Thursday, September 21, 2006

Man Push Cart


My food vendor license and I.D. badge came. I am so legit now. The envelope was square and it didn’t fit in our odd, narrow mailbox very well. I knew right away what was in it, and I tore into the envelope with the excitement of A Christmas Story’s Ralphie when his Little Orphan Annie decoder pin finally arrived in the mail. I wonder if I can use this I.D. to get into bars and stuff.

My husband and I took in our first feature at one of New York’s arty cinaplexes, and of course we saw a film about a mobile food vendor called Man Push Cart. The movingly dingy little movie has nothing to do with sausages, but I was moved to see it because the film’s protagonist, Ahmad, operates a roach coach on some anonymous busy New York City street corner. Even though the bulk of the story takes place out of the cart, that’s not how it feels; the scenes with Ahmad going about his daily pushcart routine are shot in such a claustrophobic tightness that it infiltrates the whole film—boxing him in, as it were.

Ahmad is boxed in in more ways than one. He rises at 2am to arrive at the commissary by 3am, and then he pulls the silvery mass of his cart however many blocks while fighting off the ominous headlights of hulking semi trucks and buses that whoosh past him bullyingly. Then Ahmad sells tea and coffee and bagels, then he pulls the cart back to the commissary, washes it, and makes his way back to his craphole apartment back in Brooklyn—but not before trying to hawk a few bootleg porn DVDs for extra cash.

Cash is Ahmed’s stumbling block.
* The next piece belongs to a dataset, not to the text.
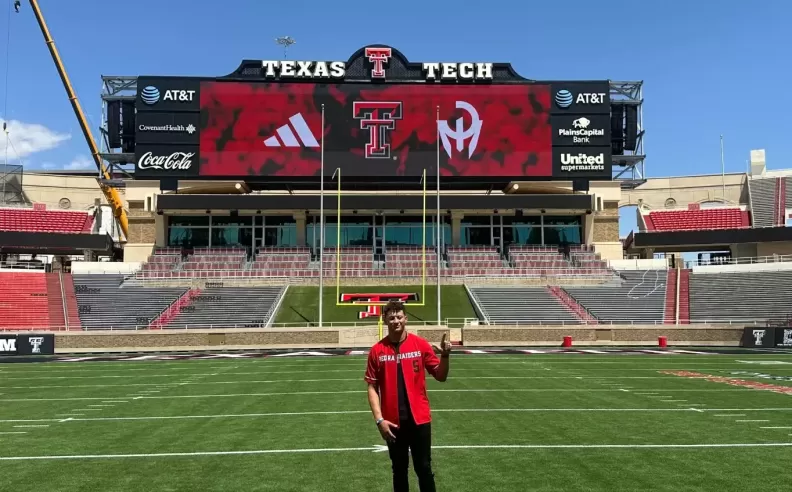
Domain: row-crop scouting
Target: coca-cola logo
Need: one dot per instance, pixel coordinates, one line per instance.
(176, 161)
He has none. His wife is dead, he’s estranged from his young son, and the pop idol career he had back in Pakistan is only a shadow of a lost era. Ahmad is simply too emotionally and physically numb to make the push for a better life. He’s only a shell.

It’s not a happy movie, and it won’t be bringing in any new roach coach recruits any time soon. As far as I could tell, Man Push Cart’s depiction of mobile food vending is accurate—especially the scenes in the dismal, cave-like commissary. Luckily, we don’t have to move our cart manually like Ahmad; we have the Dogmatic cart towed. But not every pushcart proprietor can afford that. We also don’t have to carry a propane tank around like a silent sidekick, as Ahmad does. A little cash in hand, I guess, goes a long way to make a potentially miserable job a truly enjoyable one. We are fortunate that way.

Mobile food vending, for most people, is a very hard way of life. My husband and I left the theater, feeling glum after the film’s glum credits rolled. We stepped into the noisy, smoggy streets and the litter hovering above the balmy grates in the sidewalk, and we then vowed not to see any more movies set in gritty New York City in the theater as long as we continue to live here. Movies are for escape, not reality. We get enough of that.